The incompleteness of proteome structure and function annotation is a critical problem for biologists and, in particular, severely limits interpretation of high-throughput and next-generation experiments. We have developed a proteome annotation pipeline based on structure prediction, where function and structure annotations are generated using an integration of sequence comparison, fold recognition and grid-computing enabled de novo structure prediction. We predict protein domain boundaries and 3D structures for protein domains from 94 genomes (including Human, Arabidopsis, Rice, Mouse, Fly, Yeast, E. coli and Worm). De novo structure predictions were distributed on a grid of over 1.5 million CPUs worldwide (World Community Grid). We generate significant numbers of new confident fold annotations (9% of domains that are otherwise unannotated in these genomes). We demonstrate that predicted structures can be combined with annotations from the Gene Ontology database to predict new and more specific molecular functions.


Currently a large number of proteins in all genomes have unknown function, and the vast majority do not have any annotation of protein structure (i.e., no homology to a sequence with known structure). Although large amounts of genome-wide data are accumulating, these data sets in general do not provide specific molecular function for these proteins. We are developing and applying methods to extend the annotation of the Arabidopsis thaliana and, secondarily, rice genomes by incorporating protein structural information. This work has recently resulted in a collaborative grant to apply our structure prediction methods to several plant genomes with Mike Purugannan and Gloria Coruzzi.

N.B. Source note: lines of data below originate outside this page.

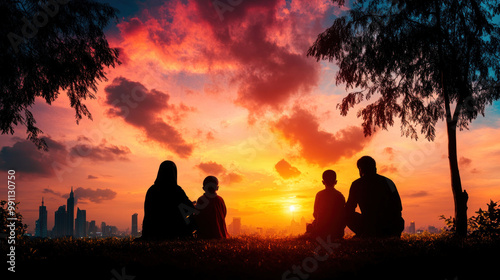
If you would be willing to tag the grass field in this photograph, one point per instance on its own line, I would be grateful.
(412, 257)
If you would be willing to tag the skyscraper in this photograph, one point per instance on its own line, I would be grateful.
(70, 214)
(81, 223)
(60, 222)
(134, 225)
(41, 230)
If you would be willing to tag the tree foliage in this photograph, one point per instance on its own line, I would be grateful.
(48, 47)
(485, 224)
(425, 61)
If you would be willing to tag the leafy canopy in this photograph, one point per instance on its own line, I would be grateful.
(48, 47)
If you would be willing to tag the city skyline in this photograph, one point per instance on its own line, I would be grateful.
(249, 107)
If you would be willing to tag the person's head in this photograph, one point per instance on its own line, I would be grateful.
(210, 184)
(366, 166)
(329, 178)
(167, 174)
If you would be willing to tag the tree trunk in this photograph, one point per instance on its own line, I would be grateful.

These methods are based on our successful structure-based functional annotation of the, among many others, yeast, human and Halobacterium genomes. Structure-based methods provide an alternate route to function-annotation, yet the automatic interpretation of structure-function relationships is non-trivial and requires addressing several data integration challenges. We address these challenges by a novel integration of best-in-class structure prediction (including Rosetta de novo structure prediction), phylogenetic and evolutionary analysis, and automated protein function prediction.

We use the World Community Grid as our computational platform, overcoming the vast computational barrier to genome-wide de novo structure prediction. Phylogenies of domains of gene families are estimated, and amino acid sites under positive selection during the evolution of these gene families identified by codon-based models. These results are then mapped onto the predicted structures, providing a structure-based evolutionary annotation of protein domains. No similar resource or set of tools is currently available to the Arabidopsis community, and we expect this approach to yield large numbers of correct structure and function predictions for the community, which would serve as a foundation for future genetic, genomic and proteomic analyses.